See also: Quick Cooking Tip: Sweet Bell Peppers
Penne with Asparagus and Red Peppers
1 tablespoon kosher salt
12 ounces penne pasta, ziti and rigatoni also work well
4 tablespoons unsalted butter
1 pound asparagus, ends snapped off and stalks cut into 2-inch pieces
2 roasted yellow bell peppers, peeled and diced
2 roasted red bell peppers, peeled and diced
1 teaspoon minced garlic
1-1/2 cups low-sodium canned chicken broth
1-1/2 tablespoons minced, fresh thyme
2/3 cup grated Parmesan cheese
Black pepper, preferably freshly ground
Bring 1 gallon water and 1 tablespoon kosher salt to a boil. Add the pasta and cook until just before it becomes al dente. Drain.
Meanwhile, melt 2 tablespoons butter in a 10-inch skillet over medium heat. Add the asparagus and cook, stirring occasionally, until tender and lightly browned, about five to seven minutes. Add the peppers and garlic, and cook 1 minute more. Add the stock, bring to a boil, and lower the heat to medium.
Add the penne and thyme. Stir to combine the ingredients and simmer until the pasta is al dente, about five to seven minutes. Stir in half of the cheese and the remaining 2 tablespoons of butter. Adjust the salt and pepper to taste.
Transfer to a warm bowl, sprinkle with the remaining cheese and serve.
Recipe makes four servings.
Nutrition information per serving:
Serving Size: About 1 cup of pasta with vegetables.
Total Fat: 18g
Saturated Fat: 11g
Total Carbohydrate: 75g
Dietary Fiber: 6g
Percent calories from fat: 30-percent
Roasted Red Peppers
One whole red or green pepper
Slice the pepper in half lengthwise and remove the seeds. Place the two halves on a cookie sheet and press down so they lie flat with the skin side up. Place the pepper under a hot broiler until the skin is evenly blistered, about five to eight minutes. Carefully remove the pepper from the cookie sheet and place in a bowl. Cover tightly with plastic wrap and let sit for five minutes. Uncover and peel off the skin. Recipe makes one roasted pepper.
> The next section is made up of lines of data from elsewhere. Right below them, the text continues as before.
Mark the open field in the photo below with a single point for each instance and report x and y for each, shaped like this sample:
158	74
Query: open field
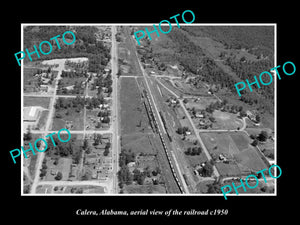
36	101
133	114
68	117
226	120
235	147
127	60
145	189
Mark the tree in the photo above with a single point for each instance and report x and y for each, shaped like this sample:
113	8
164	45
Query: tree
207	170
254	143
263	136
58	176
257	118
214	187
180	130
85	144
28	135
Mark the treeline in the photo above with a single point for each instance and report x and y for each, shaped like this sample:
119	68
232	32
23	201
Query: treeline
186	52
212	74
85	45
249	69
258	40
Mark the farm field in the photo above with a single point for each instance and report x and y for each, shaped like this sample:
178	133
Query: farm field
235	147
226	120
70	117
36	101
140	139
133	116
62	158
Nutrition information per serving or one pepper:
Calories: 44; Total Fat: 0g; Saturated Fat: 0g; Protein: 1g; Total Carbohydrate: 11g; Dietary Fiber: 3g; Sodium: 3mg. Percent calories from fat: 6-percent.
Red Pepper Relish
One red bell pepper, cored, seeded and diced or 1/2 cup diced
One jalapeno Chile, cored, seeded and minced or 1 tablespoon canned and chopped jalapeno Chile
1/2 cup finely chopped red onion
1 tablespoon capers
1 tablespoon olive oil
1 tablespoon white wine vinegar
Freshly ground pepper
In a bowl, combine all ingredients. Stir well and set aside until ready to serve. Recipe makes about one cup.
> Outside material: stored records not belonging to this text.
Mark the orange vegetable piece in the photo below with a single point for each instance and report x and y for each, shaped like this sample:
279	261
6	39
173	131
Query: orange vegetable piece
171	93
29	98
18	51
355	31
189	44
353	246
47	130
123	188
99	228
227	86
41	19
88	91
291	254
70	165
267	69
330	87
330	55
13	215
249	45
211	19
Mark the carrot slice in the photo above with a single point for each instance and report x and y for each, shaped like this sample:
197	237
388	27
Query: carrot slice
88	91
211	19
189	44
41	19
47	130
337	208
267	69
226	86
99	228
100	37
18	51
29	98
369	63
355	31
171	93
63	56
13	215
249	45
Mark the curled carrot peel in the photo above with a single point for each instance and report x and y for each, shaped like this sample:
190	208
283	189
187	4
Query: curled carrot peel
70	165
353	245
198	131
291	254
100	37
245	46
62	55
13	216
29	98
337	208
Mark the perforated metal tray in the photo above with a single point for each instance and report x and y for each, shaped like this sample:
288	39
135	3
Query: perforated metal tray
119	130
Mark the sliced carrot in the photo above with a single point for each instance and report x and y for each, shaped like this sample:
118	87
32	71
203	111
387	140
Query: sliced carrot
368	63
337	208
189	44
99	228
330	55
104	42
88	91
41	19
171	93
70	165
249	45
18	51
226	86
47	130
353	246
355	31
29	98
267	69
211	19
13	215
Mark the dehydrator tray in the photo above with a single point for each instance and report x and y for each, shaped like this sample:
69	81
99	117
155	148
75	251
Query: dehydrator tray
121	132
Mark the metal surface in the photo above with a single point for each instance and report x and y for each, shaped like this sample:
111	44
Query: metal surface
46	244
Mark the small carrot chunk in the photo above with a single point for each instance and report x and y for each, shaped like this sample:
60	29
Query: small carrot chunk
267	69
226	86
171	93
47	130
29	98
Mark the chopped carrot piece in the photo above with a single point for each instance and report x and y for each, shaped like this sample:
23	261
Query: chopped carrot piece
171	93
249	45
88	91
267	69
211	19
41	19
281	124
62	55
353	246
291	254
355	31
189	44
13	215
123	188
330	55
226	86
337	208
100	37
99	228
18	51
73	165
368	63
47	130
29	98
Four large plump red bell peppers
1 large yellow or orange bell pepper
1 or 2 small onions, ends trimmed, then halved vertically
Two garlic cloves
Several sprigs of fresh thyme or oregano, or two bay-leaves
2 cups white-wine vinegar
2 teaspoons pickling salt or two heaping teaspoons kosher salt
Slice the red and yellow peppers into 3/4-inch-wide strips, discarding the seeds and cores. Arrange the pepper strips, onions, garlic, and the herbs attractively in two sterilized pint jars. Combine the vinegar and salt with 1-cup of water, dissolve the salt, and pour the mixture over the peppers. Cover and refrigerate the peppers for at least 5 to 6 days. The peppers keep well for months.
Red Pepper Avocado Puree
1 teaspoon peanut or extra virgin olive oil
4 red bell peppers, chopped
One jalapeno Chile pepper with seeds, chopped (remove ribs and seeds for milder puree)
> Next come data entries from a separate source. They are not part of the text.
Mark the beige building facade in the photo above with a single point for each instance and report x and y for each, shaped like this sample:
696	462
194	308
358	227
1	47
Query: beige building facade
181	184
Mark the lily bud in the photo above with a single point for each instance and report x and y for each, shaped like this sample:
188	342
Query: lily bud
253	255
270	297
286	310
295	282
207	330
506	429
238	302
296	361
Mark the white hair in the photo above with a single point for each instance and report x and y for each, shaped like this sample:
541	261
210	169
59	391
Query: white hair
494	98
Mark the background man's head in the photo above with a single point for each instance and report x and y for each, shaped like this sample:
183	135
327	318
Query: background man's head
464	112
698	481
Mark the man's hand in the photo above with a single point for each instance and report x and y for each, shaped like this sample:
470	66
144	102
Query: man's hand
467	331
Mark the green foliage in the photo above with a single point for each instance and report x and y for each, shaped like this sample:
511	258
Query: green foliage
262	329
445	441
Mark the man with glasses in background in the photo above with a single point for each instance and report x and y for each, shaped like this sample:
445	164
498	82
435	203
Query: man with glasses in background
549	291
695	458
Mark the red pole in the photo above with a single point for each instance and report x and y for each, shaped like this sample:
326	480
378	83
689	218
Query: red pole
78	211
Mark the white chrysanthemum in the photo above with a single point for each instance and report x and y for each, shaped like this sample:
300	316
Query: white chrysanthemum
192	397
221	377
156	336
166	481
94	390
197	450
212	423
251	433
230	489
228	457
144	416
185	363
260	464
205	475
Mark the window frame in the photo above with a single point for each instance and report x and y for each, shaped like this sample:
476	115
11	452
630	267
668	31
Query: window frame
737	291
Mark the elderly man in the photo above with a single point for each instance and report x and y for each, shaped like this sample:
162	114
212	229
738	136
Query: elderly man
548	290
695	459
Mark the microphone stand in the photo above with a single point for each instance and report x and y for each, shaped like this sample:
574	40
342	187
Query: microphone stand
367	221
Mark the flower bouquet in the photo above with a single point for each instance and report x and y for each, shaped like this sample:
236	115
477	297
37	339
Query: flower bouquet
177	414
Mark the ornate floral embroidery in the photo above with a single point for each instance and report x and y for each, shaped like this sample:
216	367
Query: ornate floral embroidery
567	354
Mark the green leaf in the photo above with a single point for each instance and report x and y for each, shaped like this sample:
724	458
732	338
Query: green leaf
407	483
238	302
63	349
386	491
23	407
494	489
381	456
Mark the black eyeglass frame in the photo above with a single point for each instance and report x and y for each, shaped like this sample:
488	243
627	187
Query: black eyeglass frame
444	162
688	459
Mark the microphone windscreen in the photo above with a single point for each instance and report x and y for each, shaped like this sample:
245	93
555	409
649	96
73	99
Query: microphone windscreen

1 small red onion, chopped
Juice of one lime, about 1/4 cup
Place a medium skillet over medium-high heat; add the oil. When the oil is heated, saute the peppers and onion for ten minutes. Slightly cool the ingredients, and place them in a blender with the avocado and the lime -juice. Puree on high-speed one minute. Add salt to taste, if desired. Serve warm or at room temperature. Recipe makes four cups.
NOTE: Keep puree stored in the refrigerator for up to three days, in the freezer for up to one month. When ready to use, just thaw, reheat and eat.